Finding a new doctor is something that everyone will likely have to do at some point. Whether you moved, your health plan's network changed or your family's long-time doctor finally hung up his stethoscope, the process is the same for virtually every situation.
Here are six key factors to consider as you search for Dr. Right:
1. What kind of doctor do you need? Start by determining whether you need a family medicine (or general practice) doctor who can take care of individuals of all ages, a specialist, or both. Ideally, you want a doctor who can take care of most of your and your family's healthcare needs. A family medicine doctor can address a wide range of health issues, treat illnesses, and provide checkups, preventive checkups and screenings, and immunizations for your entire family.
For specific health needs, such as pregnancy, you may want an obstetrics/gynecologist (OB-GYN), or a family medicine doctor who includes this in their practice. If you have multiple chronic medical conditions that are more serious, especially if you've been hospitalized for one or more of them, you may want to consider an internal medicine doctor (called an internist).
2. Is the doctor nearby? Proximity to your home or office may mean the difference between going to the doctor when you're sick or not. Is the office nearby, or is public transportation available to get there? If location is important, research by zip code. Most health plans have online directories that are searchable by proximity from you, such as Find a Doctor on premera.com.
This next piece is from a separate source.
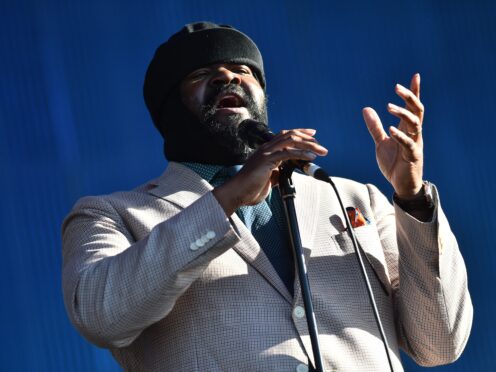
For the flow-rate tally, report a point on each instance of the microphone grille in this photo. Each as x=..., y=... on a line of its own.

3. Is the doctor "in network?" Selecting a doctor that is "in network" means they are contracted with your health plan to provide services to you, typically at a lower cost to you than non-contracted doctors. You can choose to see out-of-network doctors, but you may pay more for your healthcare services. Look on your ID card to find the name of your network, then cross check that any doctor you are considering is in it.
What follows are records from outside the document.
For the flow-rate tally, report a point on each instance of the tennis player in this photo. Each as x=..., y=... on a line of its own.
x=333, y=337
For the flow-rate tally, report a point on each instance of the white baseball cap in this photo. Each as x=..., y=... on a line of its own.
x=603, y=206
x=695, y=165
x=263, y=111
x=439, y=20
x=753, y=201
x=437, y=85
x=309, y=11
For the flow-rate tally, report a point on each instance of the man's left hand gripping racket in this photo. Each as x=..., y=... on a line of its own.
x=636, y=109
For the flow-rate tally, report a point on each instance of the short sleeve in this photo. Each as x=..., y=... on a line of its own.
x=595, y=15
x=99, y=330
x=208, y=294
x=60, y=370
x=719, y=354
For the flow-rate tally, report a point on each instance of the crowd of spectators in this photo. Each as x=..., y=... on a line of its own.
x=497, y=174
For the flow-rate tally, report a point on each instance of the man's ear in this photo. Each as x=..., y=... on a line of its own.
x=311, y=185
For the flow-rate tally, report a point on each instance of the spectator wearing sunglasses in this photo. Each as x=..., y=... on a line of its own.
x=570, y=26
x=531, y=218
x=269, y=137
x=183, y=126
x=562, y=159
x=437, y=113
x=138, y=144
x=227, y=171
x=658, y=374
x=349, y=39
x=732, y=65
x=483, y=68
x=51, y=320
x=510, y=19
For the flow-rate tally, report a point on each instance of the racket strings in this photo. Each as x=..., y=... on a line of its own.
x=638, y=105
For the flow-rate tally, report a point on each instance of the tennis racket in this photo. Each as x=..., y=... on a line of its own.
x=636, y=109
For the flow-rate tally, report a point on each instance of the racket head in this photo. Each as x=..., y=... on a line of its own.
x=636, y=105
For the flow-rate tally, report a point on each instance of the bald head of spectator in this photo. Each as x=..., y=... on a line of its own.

4. How do they rate? Many health insurance companies, such as Premera, include patient ratings in the Find a Doctor tool, as well as others online (such as ZocDoc or Healthgrades.com). These tools let you review information such as education, language, specialties, hospital affiliations and even average office wait times.
5. Does your doctor work with your preferred hospital? Ask the doctor's office which hospitals they are affiliated with and make sure they are in your network. Ideally, you'll want your doctor to have privileges at the closest in-network hospital.
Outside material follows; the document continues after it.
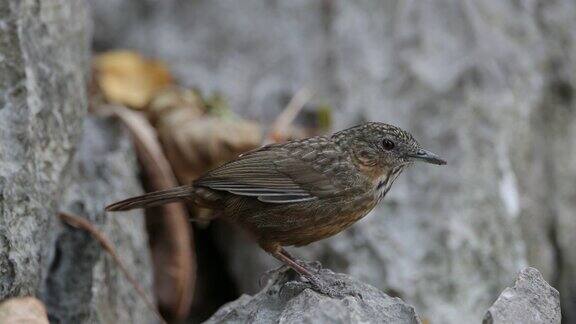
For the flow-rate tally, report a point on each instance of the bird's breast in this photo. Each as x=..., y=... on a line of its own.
x=385, y=181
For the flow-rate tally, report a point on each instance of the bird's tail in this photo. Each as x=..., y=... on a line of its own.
x=155, y=198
6. Are they accepting new patients? Imagine the frustration of finding a doctor that meets all your needs, only to learn they are not taking new patients. This is often stated in Find a Doctor directories and on the doctor's website, but always call the doctor to make sure.
Don't wait for an emergency illness or injury to find a new doctor that's right for you. If you're new in town and need a prescription refilled, set up an appointment right away. Your new doctor will likely want to first meet with you to understand your medical condition before authorizing the medication.
To get the most out of your relationship with your doctor, there's yet another step you should consider: designating a primary care provider (PCP). Doing this before your first visit can save you money and improve your quality of care.